Amnesty International Report 2017/18 - The State of the World's Human Rights - Switzerland

Migrants and asylum-seekers with rejected asylum claims were returned in violation of the non-refoulement principle. Concerns remained regarding the use of disproportionate force during the deportation of migrants. Government proposals for the creation of a National Human Rights Institution continued to be criticized for failing to guarantee the Institution’s independence.

Legal, constitutional or institutional developments

In August, the UN Human Rights Committee expressed concerns regarding the “Initiative for auto-determination”, a referendum that was likely to be scheduled for 2018 and which would lead to supremacy of the Federal Constitution over international treaties. The Committee urged Switzerland to introduce a control mechanism to ensure that referendums comply with international human rights law before being presented for a popular vote.

The Council of Europe Commissioner for Human Rights and the UN Human Rights Committee urged Switzerland in May and June respectively to establish a fully independent National Human Rights Institution with a sufficiently broad mandate and adequate resources to comply with the Principles relating to the Status of National Institutions (Paris Principles). NGOs raised concerns about the lack of full independence of the Human Rights Institution proposed by the Federal Council (government) in June.

Refugees and asylum-seekers

The authorities returned several asylum-seekers to other Schengen Area Member States by applying the Dublin III Regulation (EU law that determines the EU member state responsible to examine an application for asylum) but without duly taking into account their family ties in Switzerland.

In April, the Federal Court ruled that the detention of two Afghan parents with their infant, and the placement of their three other children in an orphanage in 2016, with the purpose of returning the whole family to Norway, had disproportionately violated their right to family life.

In October, the Council of Europe Commissioner for Human Rights called on Switzerland to improve the identification and protection of the most vulnerable migrants and asylum-seekers, and to apply a gender and child-sensitive approach to all migration and asylum-related decisions and measures. Child asylum-seekers in federal reception centres continued to be denied access to education.

In several cases, the European Court of Human Rights and the UN Committee against Torture ruled that the return of people with failed asylum claims or undocumented migrants to Sri Lanka, Sudan and Turkey violated the principle of non-refoulement (forcible return of individuals to a country where they risked serious human rights violations).

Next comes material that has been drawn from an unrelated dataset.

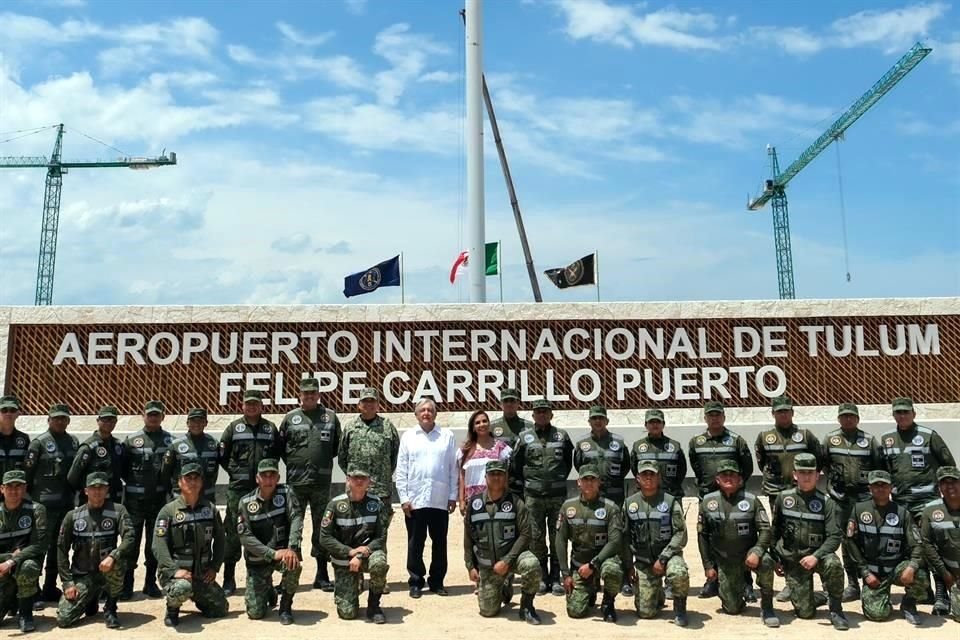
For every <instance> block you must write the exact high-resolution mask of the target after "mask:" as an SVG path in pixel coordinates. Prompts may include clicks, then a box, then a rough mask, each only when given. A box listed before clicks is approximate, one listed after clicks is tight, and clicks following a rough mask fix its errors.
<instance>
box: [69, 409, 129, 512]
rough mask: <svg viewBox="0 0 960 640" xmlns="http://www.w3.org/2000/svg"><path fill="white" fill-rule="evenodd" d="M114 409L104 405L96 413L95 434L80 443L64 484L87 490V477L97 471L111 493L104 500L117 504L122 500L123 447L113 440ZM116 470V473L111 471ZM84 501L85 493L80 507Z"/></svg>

Police and security forces

In August, the UN Human Rights Committee urged Switzerland to introduce an independent complaint mechanism to examine allegations of unlawful use of force by police and to collect comprehensive and disaggregated data on the number of complaints, investigations and convictions. It also recommended the introduction of a provision expressly prohibiting and criminalizing torture as a separate offence in the Criminal Code.

In July, while noting some improvements, the National Commission for the Prevention of Torture raised concerns about the excessive use of force by police, in particular in the context of deporting migrants.

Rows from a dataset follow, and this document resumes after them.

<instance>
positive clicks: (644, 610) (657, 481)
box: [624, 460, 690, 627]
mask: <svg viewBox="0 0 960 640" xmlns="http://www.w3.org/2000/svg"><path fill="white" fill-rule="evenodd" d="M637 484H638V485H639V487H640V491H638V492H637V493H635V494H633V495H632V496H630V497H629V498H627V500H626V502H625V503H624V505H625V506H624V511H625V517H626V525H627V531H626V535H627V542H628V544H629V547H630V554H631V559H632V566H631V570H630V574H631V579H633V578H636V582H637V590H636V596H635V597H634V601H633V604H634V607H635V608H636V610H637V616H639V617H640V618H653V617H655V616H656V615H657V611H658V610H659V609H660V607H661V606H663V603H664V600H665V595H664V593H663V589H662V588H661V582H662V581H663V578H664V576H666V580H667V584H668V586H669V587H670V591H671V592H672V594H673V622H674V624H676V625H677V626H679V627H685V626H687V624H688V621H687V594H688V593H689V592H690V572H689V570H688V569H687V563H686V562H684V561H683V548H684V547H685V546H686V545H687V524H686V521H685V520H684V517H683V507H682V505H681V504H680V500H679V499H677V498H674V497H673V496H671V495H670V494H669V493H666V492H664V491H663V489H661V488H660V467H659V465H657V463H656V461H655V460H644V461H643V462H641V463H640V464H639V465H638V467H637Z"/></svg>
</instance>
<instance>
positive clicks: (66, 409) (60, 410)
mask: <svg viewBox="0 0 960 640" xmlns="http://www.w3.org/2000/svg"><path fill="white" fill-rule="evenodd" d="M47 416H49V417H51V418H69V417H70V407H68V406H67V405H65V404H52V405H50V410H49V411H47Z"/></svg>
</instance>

In March, the Upper Chamber of the Federal Parliament (Council of States) rejected a bill to ban full-face veils at the national level.

In August, the Human Rights Committee urged Switzerland to introduce comprehensive legislation against discrimination. It also recommended that Switzerland not subject intersex children without consent to medically unnecessary interventions to determine their gender.

Women’s rights

In August, the Human Rights Committee recommended that Switzerland continue to combat domestic violence, female genital mutilation and forced marriages, to train justice professionals to address cases of domestic violence, and to facilitate the stay of migrant women who had suffered domestic violence. In December, Switzerland ratified the Council of Europe Convention on preventing and combating violence against women and domestic violence (Istanbul Convention).